I was unsure where to go from here as the hillwalker in me was keen to climb to the top of the escarpment, but that would not have taken me to the summit of a hill so it would be have been anticlimactic. I could have climbed up to the trig point at the top of Warrendale Knotts, nearby, and that would have been the best idea, but instead I followed a narrow path that climbed the steep escarpment and would, I hoped, lead to Attermire Cave and Horseshoe Cave, except that it didn’t. The path dwindled into nothing and I ended up walking past both caves. On locating one of the caves I climbed steeply up to it and had a bit of a wander in but since it didn’t go in very far I soon came back out and by now I was very hot from the strenuous climb, warm sun and waterproofs that I was still wearing.

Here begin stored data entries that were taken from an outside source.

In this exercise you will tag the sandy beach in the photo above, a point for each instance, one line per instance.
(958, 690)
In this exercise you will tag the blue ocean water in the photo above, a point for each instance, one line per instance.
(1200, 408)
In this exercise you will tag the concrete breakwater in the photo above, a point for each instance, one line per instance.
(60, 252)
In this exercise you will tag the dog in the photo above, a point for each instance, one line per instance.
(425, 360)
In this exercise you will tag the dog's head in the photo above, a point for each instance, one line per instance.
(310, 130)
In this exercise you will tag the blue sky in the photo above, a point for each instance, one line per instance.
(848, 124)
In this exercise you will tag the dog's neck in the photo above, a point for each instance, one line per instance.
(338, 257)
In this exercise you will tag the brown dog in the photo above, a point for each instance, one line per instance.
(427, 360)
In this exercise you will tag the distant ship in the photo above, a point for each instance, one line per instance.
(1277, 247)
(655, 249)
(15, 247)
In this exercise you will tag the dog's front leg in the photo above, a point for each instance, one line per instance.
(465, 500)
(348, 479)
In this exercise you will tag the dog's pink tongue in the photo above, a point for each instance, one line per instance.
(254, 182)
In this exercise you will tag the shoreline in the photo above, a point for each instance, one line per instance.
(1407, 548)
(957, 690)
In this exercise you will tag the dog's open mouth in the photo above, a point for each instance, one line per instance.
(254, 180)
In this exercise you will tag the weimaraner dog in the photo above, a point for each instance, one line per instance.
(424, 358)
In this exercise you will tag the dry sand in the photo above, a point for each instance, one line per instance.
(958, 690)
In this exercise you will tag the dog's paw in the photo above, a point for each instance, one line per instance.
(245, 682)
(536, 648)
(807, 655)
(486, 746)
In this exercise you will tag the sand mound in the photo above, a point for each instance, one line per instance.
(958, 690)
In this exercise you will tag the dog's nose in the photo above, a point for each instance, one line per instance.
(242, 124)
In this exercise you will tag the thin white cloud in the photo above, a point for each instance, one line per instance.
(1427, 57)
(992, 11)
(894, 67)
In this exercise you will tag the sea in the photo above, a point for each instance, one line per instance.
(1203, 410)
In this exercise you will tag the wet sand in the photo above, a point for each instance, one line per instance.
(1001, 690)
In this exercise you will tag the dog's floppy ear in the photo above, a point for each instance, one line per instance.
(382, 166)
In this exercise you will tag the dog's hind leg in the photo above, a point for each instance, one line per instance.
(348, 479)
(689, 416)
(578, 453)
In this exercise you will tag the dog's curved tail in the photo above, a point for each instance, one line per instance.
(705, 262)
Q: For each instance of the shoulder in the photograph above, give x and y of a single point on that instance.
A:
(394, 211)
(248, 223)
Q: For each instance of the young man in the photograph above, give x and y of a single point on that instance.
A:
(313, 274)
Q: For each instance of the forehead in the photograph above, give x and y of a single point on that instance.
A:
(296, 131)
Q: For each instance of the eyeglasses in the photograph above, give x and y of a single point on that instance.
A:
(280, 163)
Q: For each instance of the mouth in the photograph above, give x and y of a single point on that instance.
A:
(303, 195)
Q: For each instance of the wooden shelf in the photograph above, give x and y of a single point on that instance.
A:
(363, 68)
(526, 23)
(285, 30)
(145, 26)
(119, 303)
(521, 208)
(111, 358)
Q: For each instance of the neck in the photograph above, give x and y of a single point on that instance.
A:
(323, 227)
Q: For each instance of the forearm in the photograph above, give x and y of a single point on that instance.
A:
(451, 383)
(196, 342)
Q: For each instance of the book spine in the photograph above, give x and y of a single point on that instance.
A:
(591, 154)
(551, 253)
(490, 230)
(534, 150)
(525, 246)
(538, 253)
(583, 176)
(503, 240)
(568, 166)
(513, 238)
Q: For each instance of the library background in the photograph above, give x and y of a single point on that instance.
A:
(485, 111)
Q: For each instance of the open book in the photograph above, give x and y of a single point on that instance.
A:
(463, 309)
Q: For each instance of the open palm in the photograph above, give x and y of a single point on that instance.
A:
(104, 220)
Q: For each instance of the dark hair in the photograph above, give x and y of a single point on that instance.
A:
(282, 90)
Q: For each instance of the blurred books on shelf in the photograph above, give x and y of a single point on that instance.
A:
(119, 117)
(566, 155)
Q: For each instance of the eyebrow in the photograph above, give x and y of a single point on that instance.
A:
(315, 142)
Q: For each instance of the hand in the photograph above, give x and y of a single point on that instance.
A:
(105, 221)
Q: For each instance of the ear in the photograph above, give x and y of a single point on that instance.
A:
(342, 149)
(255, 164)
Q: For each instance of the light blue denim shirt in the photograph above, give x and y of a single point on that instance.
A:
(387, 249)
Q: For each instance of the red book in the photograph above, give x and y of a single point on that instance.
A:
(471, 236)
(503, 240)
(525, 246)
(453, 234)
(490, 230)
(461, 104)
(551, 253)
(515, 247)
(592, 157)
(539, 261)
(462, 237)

As I finally took my waterproofs off I felt frustrated and disappointed. I was in a fabulous area with some stunning scenery but I didn’t feel as if I was really making the best of it. I wanted to explore the crags but I couldn’t find much to actually explore and the best option really did seem to be to just walk along the path at the foot of the escarpment. My course for the rest of the walk should have been to head over the hills to Malham, but I had heard some good things about Scaleber Force, so despite a sizable detour I headed off along Stockdale Lane, onto High Hill Lane and eventually to the spectacular waterfall. However, before I got there it started to rain again, but thinking that it wasn’t going to rain for long I didn’t put my waterproofs on and when I descended the steep path to the waterfall it was very wet with poor light so I didn't a good sight of the falls and I wasn’t impressed. After I climbed back up to the road it was still raining so I put my waterproofs back on and started to trudge up Black Gill Lane towards Rye Loaf Hill and then it stopped raining.
I was now so fed up I couldn’t be bothered with the potential bog-trot over Rye Loaf Hill so I turned around and headed back past Scaleber Force and along Stockdale Lane on a direct course for Malham. As the rain started to fall again, briefly, I plodded disconsolately along the lane past Stockdale Farm, but as the lane started to weave around the hillside slowly climbing towards Kirkby Fell I began to enjoy the walk past limestone scars and over undulating terrain. Ultimately there is nothing better for lifting the spirits than a good walk through the countryside! Not only was the weather very changeable, but the walk itself was very changeable with many highlights and many disappointments. The end of the walk was quite an up as I turned off the direct route to Malham to divert past Ing Scar and Malham Cove, and any walk that ends at the top of that awesome escarpment must be good.